Properly collecting a User Mode memory dump is only the first step in uncovering the cause of a crash or hang. The remainder of this post will assume that you have already configured WinDBG correctly and captured a memory dump using the techniques outlined in previous posts.
For the purpose of this posting we will assume the following scenario.
You are a software vendor that has written an automated banking machine application. Several times a day the kiosk is restarted by the customer because the application has crashed. In an effort to identify the cause of the crash, which happens when you are not there, you have used ADPLUS to collect a User Mode memory dump. The memory dump has been copied onto your machine and you are ready to start debugging.
Open the dump file by selecting the “Open Crash Dump…” option found under the “File” menu within WinDBG. Browse to the appropriate memory dump file and click the “Open” button. After a few moments WinDBG will return control to you and a prompt should be seen that is similar to “0:000>” (ProcessId:ThreadId>) as seen in the bottom centre of the image below.
Some information will become immediately available to you in the text that is displayed above. One important piece of information is the “x86 compatible” indicator. This identifies to us that we should be using the 32 bit version of WinDBG, which I am.
At this point we can start debugging, or if you are impatient like I am and would prefer to get responsive feedback throughout your entire debugging session you will want to take the hit of loading your symbols up front while you have a coffee.
All commands are entered in the command window to the right of the prompt, which is seen above as “0:00>”. To display the symbols load status type the lm command and press enter. The lm (list modules) command displays a list of the modules that are present in the dump.
This command displays in the first two columns the start and end address of the module in memory. This can be very helpful when trying to solve load address issues as well as trying to determine the module that contains a specific address in memory. The module name is often the name of the binary without the extension (ex. BankingClient.exe would be BankingClient). The right-most column is the location of the symbols that were loaded for the module, or deferred if they will be loaded later. The reason symbols are not loaded up front is due to the lazy loading mechanism WinDBG uses helping the user to avoid a long start-up time.

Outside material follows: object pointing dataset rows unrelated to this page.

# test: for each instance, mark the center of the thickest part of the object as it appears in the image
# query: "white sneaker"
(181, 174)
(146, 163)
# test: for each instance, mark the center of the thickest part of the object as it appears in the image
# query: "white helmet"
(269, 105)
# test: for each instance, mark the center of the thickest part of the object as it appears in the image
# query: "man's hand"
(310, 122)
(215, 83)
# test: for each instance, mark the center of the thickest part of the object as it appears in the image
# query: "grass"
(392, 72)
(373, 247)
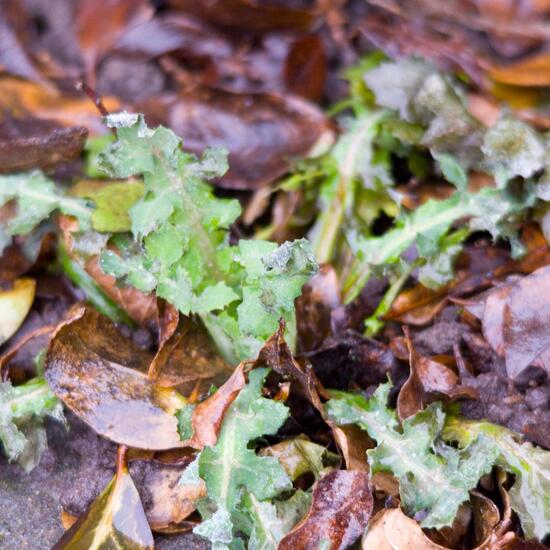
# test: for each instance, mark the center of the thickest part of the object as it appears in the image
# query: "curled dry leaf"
(391, 529)
(168, 502)
(28, 142)
(141, 307)
(116, 16)
(262, 132)
(18, 96)
(100, 376)
(207, 416)
(429, 381)
(114, 520)
(189, 361)
(15, 303)
(532, 71)
(341, 507)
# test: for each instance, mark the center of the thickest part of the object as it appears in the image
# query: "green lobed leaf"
(230, 469)
(530, 493)
(180, 246)
(434, 478)
(22, 410)
(37, 197)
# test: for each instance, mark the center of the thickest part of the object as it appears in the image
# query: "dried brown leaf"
(341, 507)
(100, 376)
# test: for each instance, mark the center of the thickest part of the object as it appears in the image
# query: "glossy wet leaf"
(226, 466)
(115, 519)
(102, 377)
(181, 243)
(340, 509)
(15, 304)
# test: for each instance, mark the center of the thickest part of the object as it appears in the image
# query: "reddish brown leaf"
(248, 15)
(192, 363)
(532, 71)
(429, 381)
(341, 507)
(262, 132)
(27, 143)
(305, 68)
(391, 529)
(526, 314)
(208, 415)
(116, 16)
(141, 307)
(100, 376)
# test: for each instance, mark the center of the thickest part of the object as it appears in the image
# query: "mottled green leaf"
(530, 493)
(434, 478)
(22, 410)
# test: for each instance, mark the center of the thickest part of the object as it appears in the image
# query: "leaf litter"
(295, 272)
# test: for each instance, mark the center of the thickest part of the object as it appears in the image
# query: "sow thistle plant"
(178, 243)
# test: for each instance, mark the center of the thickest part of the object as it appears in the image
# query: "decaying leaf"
(340, 509)
(238, 123)
(206, 418)
(102, 377)
(114, 520)
(391, 529)
(429, 381)
(15, 304)
(530, 494)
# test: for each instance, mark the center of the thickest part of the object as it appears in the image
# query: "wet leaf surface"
(115, 519)
(102, 381)
(262, 132)
(341, 507)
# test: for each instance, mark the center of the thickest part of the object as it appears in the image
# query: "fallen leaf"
(101, 377)
(249, 15)
(168, 503)
(141, 307)
(15, 304)
(207, 416)
(27, 143)
(116, 15)
(114, 520)
(391, 529)
(262, 132)
(189, 360)
(14, 55)
(320, 296)
(429, 381)
(23, 99)
(341, 507)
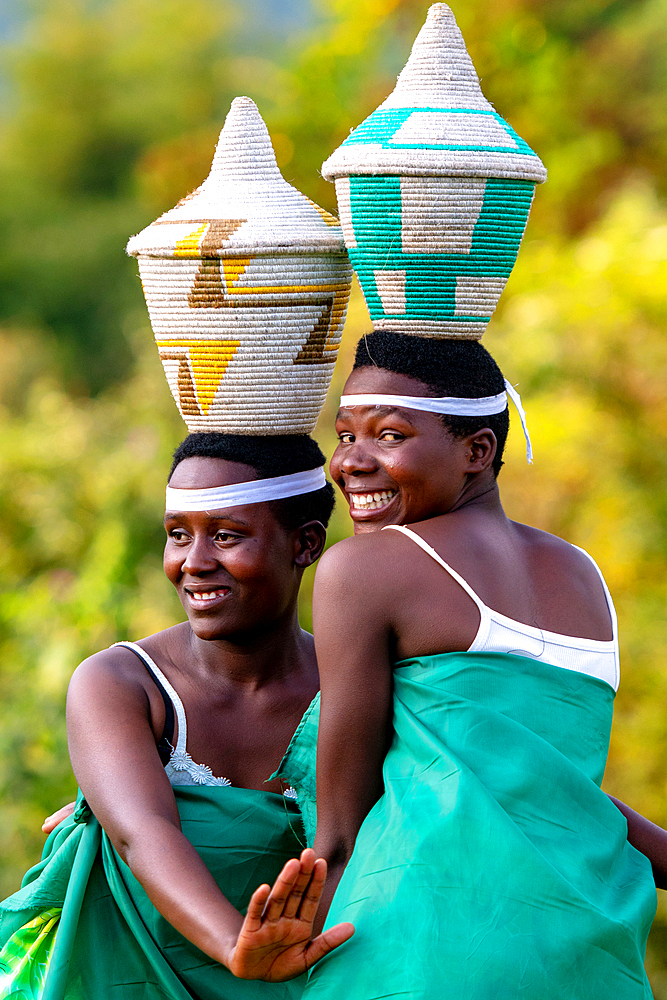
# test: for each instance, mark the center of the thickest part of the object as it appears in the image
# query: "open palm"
(274, 943)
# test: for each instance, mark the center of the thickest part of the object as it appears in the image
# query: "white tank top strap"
(607, 594)
(182, 740)
(418, 540)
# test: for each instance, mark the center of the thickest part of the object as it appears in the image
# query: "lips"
(202, 599)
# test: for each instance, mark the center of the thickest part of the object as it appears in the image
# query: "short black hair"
(278, 455)
(448, 368)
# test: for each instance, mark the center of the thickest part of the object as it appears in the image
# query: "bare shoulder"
(559, 557)
(113, 672)
(359, 560)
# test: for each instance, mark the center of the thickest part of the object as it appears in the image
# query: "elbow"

To force the debugger to load the matching symbols it has access to immediately we execute the “.reload /f” command. After executing that command the debugger will be flagged as busy until it has finished.
The first step is to let the debugger perform its own automated analysis. It is recommended to ensure you keep your version of the debugging tools up to date to ensure that the analysis is current and includes new analysis details. Run the “!analyze –v” command and examine the results.
The error code along with parameters help to understand the failure, but one of the most important output elements is the call stack. A call stack has the most current frame (function call) at the top. From this we can see that there was a C++ exception thrown (_CxxThrowException) from our TransferFunds method. To the right of the frame identified we can see the line of source code which was being executed.
To see the parameters passed to each of the frames that we have the private symbols for we execute the “kPn” command. This will display frame numbers to the left and a separate line for each parameter.
It can be seen that the method which has the failure is frame 02 executing the TransferFunds method with an amount 1000 and an Account object located at 0x001dfa48. To view the contents of the data structure we can execute the “dt ServerAccount::Account 0x001dfa48” (dump type). This displays the information about the types structure populated with the information found at memory address 0x001dfa48.
We can see that the AccountHolderName is “Bank of Some Place” with a financial institution number of 10, branch number of 5645 and account number of 42.
From reviewing the lines of code leading up to the one that caused the exception I see that the method will generate an error if the account details seen above are not found in an array of accounts named ExternalAccounts.
To find the value of the first element of the ExternalAccounts array we first change the current frame context to be frame 2 by using the “.frame 0x02” command. Once the context has been changed use the “?? ExternalAccounts” command to view the value.
Reviewing the text above shows that there are 2 elements in the array (based on the  indexer) and the elements are ServerAccount::Account types. To view all of the elements in the array use the dump type command “dt –a2 ServerAccount::Account 0x001df76c”. The –a2 parameter indicates the number of elements to display.
Reviewing the contents of the array above we find that the financial institution identifier of 10 was not found in the list.
As can be seen in this example, a developer can quickly identify exception causes by capturing a memory dump and analyzing a few basic debugger commands.